Environment Texas supports the EPA proposal to redesignate the Dallas-Fort Worth and Houston-Galveston-Brazoria areas ozone nonattainment designations from marginal to severe and San Antonio’s nonattainment designation from marginal to moderate without delay. We also believe that EPA should reject Texas’ request for a one year extension.
These actions would trigger more stringent pollution controls for over five million citizens. By adjusting their nonattainment statuses, these areas would have to increase emission controls for stationary and mobile sources, something the state of Texas has been fighting against for years. We believe that this hearing represents an important first step taken by the EPA in holding the state accountable for the air that our citizens breathe.

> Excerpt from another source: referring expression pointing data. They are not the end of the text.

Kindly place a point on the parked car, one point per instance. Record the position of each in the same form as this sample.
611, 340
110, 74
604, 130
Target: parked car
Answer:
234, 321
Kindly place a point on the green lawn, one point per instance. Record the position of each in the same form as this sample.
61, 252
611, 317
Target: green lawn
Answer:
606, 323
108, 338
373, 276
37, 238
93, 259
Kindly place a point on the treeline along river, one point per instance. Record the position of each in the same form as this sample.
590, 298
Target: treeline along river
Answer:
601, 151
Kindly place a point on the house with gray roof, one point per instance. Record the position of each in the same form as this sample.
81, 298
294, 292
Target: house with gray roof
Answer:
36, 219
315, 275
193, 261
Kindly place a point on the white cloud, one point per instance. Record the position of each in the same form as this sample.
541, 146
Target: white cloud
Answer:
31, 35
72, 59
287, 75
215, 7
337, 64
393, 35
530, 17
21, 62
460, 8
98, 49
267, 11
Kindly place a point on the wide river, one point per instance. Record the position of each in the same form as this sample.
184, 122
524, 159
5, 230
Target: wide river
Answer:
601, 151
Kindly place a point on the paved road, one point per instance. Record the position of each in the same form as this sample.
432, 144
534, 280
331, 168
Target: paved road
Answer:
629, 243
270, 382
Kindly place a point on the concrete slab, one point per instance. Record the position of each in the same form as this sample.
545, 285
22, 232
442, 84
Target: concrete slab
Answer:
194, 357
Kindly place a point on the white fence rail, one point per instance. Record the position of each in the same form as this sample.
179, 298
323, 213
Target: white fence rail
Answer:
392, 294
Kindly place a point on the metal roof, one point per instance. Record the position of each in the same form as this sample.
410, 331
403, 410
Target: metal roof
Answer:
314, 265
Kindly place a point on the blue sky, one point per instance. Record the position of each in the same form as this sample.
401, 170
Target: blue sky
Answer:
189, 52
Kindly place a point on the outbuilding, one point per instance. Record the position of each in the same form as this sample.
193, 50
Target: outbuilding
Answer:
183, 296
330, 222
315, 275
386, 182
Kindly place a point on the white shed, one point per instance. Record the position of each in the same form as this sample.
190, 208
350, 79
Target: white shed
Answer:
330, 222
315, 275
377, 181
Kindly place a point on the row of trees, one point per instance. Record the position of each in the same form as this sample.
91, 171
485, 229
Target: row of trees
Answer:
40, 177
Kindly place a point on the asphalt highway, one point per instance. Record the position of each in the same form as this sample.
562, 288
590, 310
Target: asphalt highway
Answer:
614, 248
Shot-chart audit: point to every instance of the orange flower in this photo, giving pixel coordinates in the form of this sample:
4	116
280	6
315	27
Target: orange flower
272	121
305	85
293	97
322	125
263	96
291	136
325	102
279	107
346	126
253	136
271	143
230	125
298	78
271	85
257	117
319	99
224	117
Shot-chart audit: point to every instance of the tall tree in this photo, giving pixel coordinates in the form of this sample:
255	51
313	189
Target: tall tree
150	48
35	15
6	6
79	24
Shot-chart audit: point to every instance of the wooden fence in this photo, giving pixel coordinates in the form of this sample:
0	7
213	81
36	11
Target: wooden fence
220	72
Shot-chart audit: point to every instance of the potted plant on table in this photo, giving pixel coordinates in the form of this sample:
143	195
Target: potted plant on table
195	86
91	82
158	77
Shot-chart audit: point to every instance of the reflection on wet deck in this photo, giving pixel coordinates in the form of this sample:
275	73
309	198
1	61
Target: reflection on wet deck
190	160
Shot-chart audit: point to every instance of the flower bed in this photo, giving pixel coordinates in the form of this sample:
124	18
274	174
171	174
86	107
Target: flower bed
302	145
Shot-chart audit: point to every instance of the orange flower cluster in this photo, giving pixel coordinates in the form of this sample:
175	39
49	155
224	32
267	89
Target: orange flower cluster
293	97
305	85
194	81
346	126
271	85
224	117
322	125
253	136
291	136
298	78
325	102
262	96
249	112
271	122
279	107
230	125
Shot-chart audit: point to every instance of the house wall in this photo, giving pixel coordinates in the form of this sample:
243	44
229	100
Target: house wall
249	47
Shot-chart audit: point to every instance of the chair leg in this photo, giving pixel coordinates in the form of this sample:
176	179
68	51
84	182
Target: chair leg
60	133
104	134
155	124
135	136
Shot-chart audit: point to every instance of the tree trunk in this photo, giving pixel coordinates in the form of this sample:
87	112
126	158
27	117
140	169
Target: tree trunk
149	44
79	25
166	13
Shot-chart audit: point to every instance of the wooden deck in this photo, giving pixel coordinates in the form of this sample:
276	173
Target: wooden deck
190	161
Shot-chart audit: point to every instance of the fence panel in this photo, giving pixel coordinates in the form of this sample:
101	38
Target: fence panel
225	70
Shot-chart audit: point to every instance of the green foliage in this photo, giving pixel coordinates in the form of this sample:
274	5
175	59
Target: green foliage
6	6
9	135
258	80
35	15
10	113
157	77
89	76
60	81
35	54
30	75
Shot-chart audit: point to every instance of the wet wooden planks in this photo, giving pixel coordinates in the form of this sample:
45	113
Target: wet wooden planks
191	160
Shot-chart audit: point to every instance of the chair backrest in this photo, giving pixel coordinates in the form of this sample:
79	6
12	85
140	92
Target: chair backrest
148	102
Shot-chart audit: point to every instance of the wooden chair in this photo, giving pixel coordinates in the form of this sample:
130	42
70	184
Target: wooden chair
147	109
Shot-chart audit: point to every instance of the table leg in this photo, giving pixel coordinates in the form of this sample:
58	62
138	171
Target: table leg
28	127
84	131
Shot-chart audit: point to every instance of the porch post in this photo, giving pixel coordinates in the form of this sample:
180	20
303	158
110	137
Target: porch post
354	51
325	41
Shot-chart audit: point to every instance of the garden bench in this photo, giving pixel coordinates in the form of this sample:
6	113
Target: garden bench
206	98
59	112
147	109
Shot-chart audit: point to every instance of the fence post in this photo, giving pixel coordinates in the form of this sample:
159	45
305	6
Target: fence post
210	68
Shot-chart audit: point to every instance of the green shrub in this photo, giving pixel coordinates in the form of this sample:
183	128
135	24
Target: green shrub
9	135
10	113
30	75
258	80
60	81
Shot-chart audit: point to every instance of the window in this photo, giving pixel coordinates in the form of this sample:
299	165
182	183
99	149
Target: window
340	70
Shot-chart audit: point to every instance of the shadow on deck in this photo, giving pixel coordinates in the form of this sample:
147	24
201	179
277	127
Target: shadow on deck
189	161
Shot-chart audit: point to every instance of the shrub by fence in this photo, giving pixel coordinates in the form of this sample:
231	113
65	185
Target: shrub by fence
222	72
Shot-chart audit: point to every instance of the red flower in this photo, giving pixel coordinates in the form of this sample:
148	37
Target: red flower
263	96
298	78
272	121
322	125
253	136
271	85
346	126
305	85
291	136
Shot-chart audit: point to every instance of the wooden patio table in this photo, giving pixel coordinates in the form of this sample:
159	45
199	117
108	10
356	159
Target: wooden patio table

Given the damaging effects of air pollution in our three largest cities, EPA must take swift and decisive action to require the state of Texas to clean up our air. Specifically, Environment Texas believes that in the Houston and San Antonio areas, the EPA should require additional pollution controls on the W.A. Parish and J.K Spruce Power Plants respectively. Large polluters outside of non-attainment areas such as the Martin Lake Steam Station, which is by any standards one of the most polluting in the nation and affects the Dallas area, must also have additional regulation. The EPA should also ensure pollution controls on Houston’s refineries adopt similar emission controls. Finally, all three areas would benefit greatly from improved transit planning, and a move towards electric vehicles for city fleets and county operations.
Thank you for the opportunity to provide these comments, and I look forward to the EPA’s action to further protect Texans."